Search code examples
pythontensorflowtensorflow2.0tokenizesummarization

How to join/concat/combine ragged tensors in tensorflow?


so basically I have a ragged tensor (e.g. [[1, 2, 3], [4, 5], [6]]) and I want to concat them with a special character in between them, like an specific number, say 0. So the result would be [[1, 2, 3, 0, 4, 5, 0, 6]]. So this is sth like joining strings but I want to do it with ragged integers. I have no solutions for this to be able to turn it into a @tf.function.
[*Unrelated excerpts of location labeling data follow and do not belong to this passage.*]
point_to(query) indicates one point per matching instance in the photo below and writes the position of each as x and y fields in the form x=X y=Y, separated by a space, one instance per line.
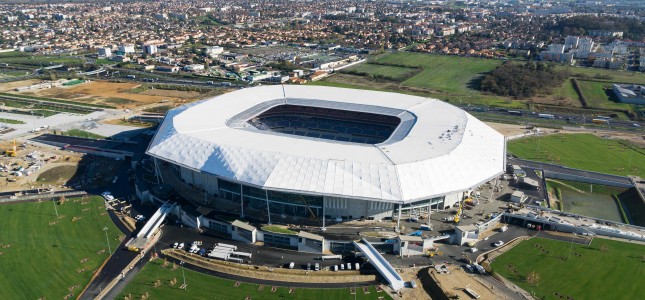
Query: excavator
x=458 y=214
x=13 y=151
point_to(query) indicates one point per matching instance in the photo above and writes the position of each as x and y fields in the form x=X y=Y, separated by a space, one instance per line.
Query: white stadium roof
x=442 y=150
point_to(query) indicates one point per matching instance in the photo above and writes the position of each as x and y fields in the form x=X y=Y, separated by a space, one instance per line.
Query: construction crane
x=13 y=151
x=458 y=214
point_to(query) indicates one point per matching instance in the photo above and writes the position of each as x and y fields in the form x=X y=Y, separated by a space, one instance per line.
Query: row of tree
x=523 y=80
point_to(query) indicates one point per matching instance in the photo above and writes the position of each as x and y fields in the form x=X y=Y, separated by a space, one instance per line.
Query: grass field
x=201 y=286
x=83 y=134
x=605 y=270
x=394 y=72
x=607 y=74
x=598 y=97
x=589 y=200
x=582 y=151
x=11 y=121
x=44 y=260
x=454 y=79
x=441 y=72
x=58 y=174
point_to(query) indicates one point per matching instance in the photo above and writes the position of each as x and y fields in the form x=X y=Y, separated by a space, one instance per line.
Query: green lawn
x=589 y=273
x=201 y=286
x=394 y=72
x=441 y=72
x=567 y=91
x=11 y=121
x=608 y=75
x=583 y=151
x=597 y=95
x=82 y=134
x=43 y=260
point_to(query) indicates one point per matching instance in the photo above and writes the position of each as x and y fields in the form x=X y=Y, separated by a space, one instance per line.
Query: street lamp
x=107 y=240
x=55 y=208
x=183 y=274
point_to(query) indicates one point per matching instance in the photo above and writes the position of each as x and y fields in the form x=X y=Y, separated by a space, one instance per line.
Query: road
x=566 y=170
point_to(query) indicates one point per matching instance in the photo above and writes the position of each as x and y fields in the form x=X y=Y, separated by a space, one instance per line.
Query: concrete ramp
x=381 y=264
x=155 y=221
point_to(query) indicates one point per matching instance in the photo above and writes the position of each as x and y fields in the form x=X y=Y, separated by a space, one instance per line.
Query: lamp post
x=55 y=208
x=107 y=240
x=181 y=263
Also the purpose of this is to concatenate tokens of a documents sentences, and that special character is to indicate where a sentence ends and another starts.


Solution

  • Try using tf.concat and ragged.merge_dims:

    import tensorflow as tf
    
    ragged = tf.ragged.constant([[1, 2, 3], [4, 5], [6]])
    rows = ragged.bounding_shape()[0]
    ragged = tf.concat([ragged, tf.concat([tf.expand_dims(tf.repeat([0], repeats=rows-1), axis=-1), tf.ragged.constant([[]], dtype=tf.int32)], axis=0)], axis=-1)
    ragged = tf.expand_dims(ragged.merge_dims(0, 1), axis=0)
    print(ragged)
    # tf.Tensor([[1 2 3 0 4 5 0 6]], shape=(1, 8), dtype=int32)